Um dos equipamentos mais eficientes empregados no tratamento contra o câncer, o PET Scan finalmente entrará em operação no Hospital de Base.

O aparelho comprado em 2013 por cerca de 1 milhão de dólares estava, desde então, encaixotado no corredor do ambulatório da maior unidade de saúde do Distrito Federal.

Agora, o equipamento foi transferido para uma sala recém-construída, onde será instalado. O PET Scan estava inoperante porque, devido às suas dimensões, não havia espaço para acomodá-lo. O problema foi resolvido com o término da primeira etapa das obras do Núcleo de Medicina Nuclear. O local, inclusive, tem paredes com blindagem para a radiação.

“Foi muito suor derramado de janeiro de 2019 até agora para retirar esse PET Scan das caixas. Fomos a São Paulo firmar um acordo com a empresa fornecedora do equipamento e colocamos um advogado exclusivo para acompanhar o processo diariamente”, destacou Francisco Araujo, diretor-presidente do Instituto de Gestão Estratégica de Saúde do DF (IGESDF).

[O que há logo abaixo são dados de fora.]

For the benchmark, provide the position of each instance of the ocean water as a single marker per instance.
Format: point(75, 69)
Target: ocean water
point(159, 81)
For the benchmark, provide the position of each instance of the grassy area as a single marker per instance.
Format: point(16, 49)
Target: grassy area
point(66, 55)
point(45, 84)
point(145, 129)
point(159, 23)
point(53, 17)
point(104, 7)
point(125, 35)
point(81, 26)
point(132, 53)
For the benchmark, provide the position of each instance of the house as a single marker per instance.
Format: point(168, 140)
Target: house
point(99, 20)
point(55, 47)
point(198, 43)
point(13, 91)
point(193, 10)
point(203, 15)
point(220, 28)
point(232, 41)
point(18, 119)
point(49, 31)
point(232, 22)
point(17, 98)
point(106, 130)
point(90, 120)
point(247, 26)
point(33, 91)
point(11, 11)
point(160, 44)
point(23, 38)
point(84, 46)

Funcionários trabalham para retirar o aparelho das caixas. Veja:

Rampas

Para instalar o aparelho, foi preciso construir rampas de chapas metálicas. A fim de facilitar o transporte, empilhadeiras foram utilizadas na operação – que durou 11 horas.

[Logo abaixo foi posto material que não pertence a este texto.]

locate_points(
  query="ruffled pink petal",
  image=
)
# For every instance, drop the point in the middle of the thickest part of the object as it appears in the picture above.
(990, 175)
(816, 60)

A sala onde está o equipamento foi lacrada e, agora, será mantida fechada até que a obra esteja em estado avançado de conclusão, o que deve ocorrer em maio deste ano. Após esse período, o local será reaberto para montagem e início dos testes do PETScan.

Ex-secretário multado

Em 2019, o ex-secretário de Saúde Rafael Barbosa foi condenado pelo Tribunal de Contas do Distrito Federal (TCDF) ao pagamento de multa no valor de R$ 34 mil. A punição do gestor, que comandou a pasta durante o governo Agnelo Queiroz (PT), deve-se a supostas irregularidades na compra do equipamento para tratamento contra câncer.